И дяде Мише с дровами он не помог, забыл! Хотя, если бы это было очень надо, дядя Миша сам Симку позвал бы, без церемоний.
Симка вскочил, на кухне ополоснул перед рукомойником щеки и нос. Попробовал отмыть от чернил мизинец (наверно, уже пора), но те крепко въелись в кожу. Видать, надолго. Побледнели, но не смылись. Пришлось замотать палец чистым бинтом.
На ужин оказалась все та же пшенная каша, а не обещанные макароны с квашеной капустой (ну и хорошо, а то капуста эта всегда почему-то пахнет гнилой мешковиной).
После ужина Симка еще повозился с большой линзой и маленьким окуляром, поразглядывал через них всякие мелочи на крышах и дворах. На одной из крыш увидел рыжего котенка, который, сидя вниз головой, вылизывал растопыренную лапу. Будто совсем под носом у Симки. “Кис-кис”, — позвал его Симка, но котенок на самом деле был в дальней дали и, конечно, не услышал...

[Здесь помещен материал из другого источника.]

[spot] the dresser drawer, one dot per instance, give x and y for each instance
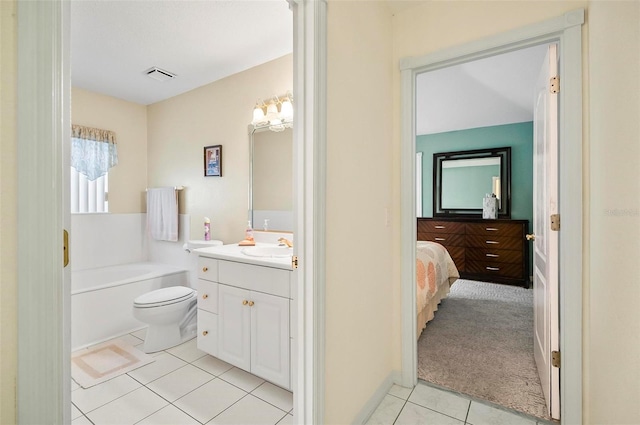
(495, 242)
(208, 269)
(208, 296)
(444, 239)
(440, 227)
(495, 269)
(493, 229)
(494, 255)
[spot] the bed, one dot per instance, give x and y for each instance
(435, 273)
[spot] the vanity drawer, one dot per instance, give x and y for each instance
(208, 269)
(440, 227)
(443, 239)
(208, 296)
(208, 332)
(498, 269)
(492, 229)
(495, 242)
(495, 255)
(255, 278)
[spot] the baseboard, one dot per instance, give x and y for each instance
(375, 400)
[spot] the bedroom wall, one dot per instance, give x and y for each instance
(216, 114)
(518, 136)
(128, 179)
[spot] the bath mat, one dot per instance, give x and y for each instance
(93, 365)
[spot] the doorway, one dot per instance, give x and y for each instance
(566, 31)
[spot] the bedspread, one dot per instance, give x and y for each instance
(435, 273)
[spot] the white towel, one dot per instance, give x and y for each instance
(162, 214)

В конце июня солнце садится за крыши только в десятом часу. А пока еще был день-деньской. И надо было этот день как-то тянуть до конца. Симка пошел на школьную спортплощадку. Там ребята гоняли футбольный мяч. Они были большие, класса из седьмого-восьмого, и почти незнакомые, но разрешили Симке занять место на левом краю в одной из команд. И Симка играл не хуже других. Но потом пришел парень по имени Гуся, и Симке вежливо предложили перейти в запасные. Симка не обиделся. Все-таки дали поиграть больше часа, спасибо и на том. Да и не хотелось больше. Снова гудели ноги, опять заболела косточка. Симка, прихрамывая, побрел по улице Луначарского к Аккумуляторному заводу — посмотреть, какое завтра в заводском клубе кино. Оказалось, что старая мура — “Богатая невеста”.
Симка отправился домой.
Заниматься оптическими опытами больше не хотелось. Читать знакомые книжки тоже не хотелось, а нового не было (все никак не соберется в библиотеку обменять “Человека-амфибию” на что-то другое).

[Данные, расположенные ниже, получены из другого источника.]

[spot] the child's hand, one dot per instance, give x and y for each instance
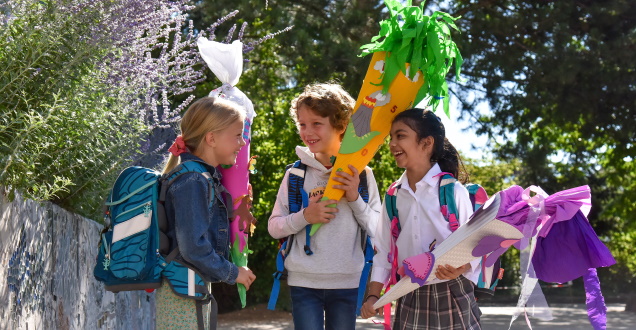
(350, 183)
(367, 309)
(245, 277)
(318, 212)
(447, 272)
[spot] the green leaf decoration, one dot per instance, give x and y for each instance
(409, 36)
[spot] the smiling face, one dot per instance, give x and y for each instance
(408, 150)
(227, 143)
(317, 133)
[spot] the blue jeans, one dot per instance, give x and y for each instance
(318, 309)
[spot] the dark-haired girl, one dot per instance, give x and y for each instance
(419, 145)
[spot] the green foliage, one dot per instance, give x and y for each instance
(559, 78)
(61, 137)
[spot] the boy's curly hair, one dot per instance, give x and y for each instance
(326, 100)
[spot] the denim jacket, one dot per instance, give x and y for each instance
(200, 228)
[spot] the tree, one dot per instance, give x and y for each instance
(559, 79)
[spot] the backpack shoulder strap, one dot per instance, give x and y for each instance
(296, 195)
(447, 204)
(390, 199)
(363, 188)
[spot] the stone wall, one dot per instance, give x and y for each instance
(47, 257)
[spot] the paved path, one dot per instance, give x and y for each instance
(566, 316)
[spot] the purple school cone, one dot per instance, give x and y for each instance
(226, 61)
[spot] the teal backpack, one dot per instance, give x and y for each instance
(298, 198)
(134, 249)
(489, 276)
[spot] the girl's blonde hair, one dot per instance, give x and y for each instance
(208, 114)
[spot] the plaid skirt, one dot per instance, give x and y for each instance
(448, 305)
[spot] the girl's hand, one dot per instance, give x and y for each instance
(447, 272)
(245, 277)
(350, 183)
(318, 212)
(367, 310)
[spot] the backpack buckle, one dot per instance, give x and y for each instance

“Мама уже, наверно, уложила Андрюшку, — подумал Симка. — А Соня, скорей всего, собирается в Тобольск. Интересно, на чем она завтра поедет: на автобусе или на пароходе?”
Чтобы грусть не взяла его в окончательный плен, Симка включил в себе бодрую мелодию со словами:
 
Был чудак у нас Данила,
Вместо водки пил чернила...
 
“Ты, Зуёк, хотел приберечь эту песню для другого”, — с подначкой напомнил Который Всегда Рядом.
“Для чего?” — буркнул Симка. И сразу ослабел.
“Сам знаешь, для чего. Для борьбы со страхами”...
Черт его дернул напоминать о страхах!
Впрочем, они и сами напомнят о себе, никуда не денутся. Солнце уже скатилось за низкие крыши, бросало из-за них последние лучи, которые покрывали бронзовой пудрой листья и пух на тополях. Скоро исчезнут и эти отблески. В небе еще надолго сохранятся отсветы заката, да и потом, до самой утренней зари, оно останется светлым, но в дом проберется похожая на рассеянный в воздухе зубной порошок полумгла. И в ней будет растворена томительная боязнь.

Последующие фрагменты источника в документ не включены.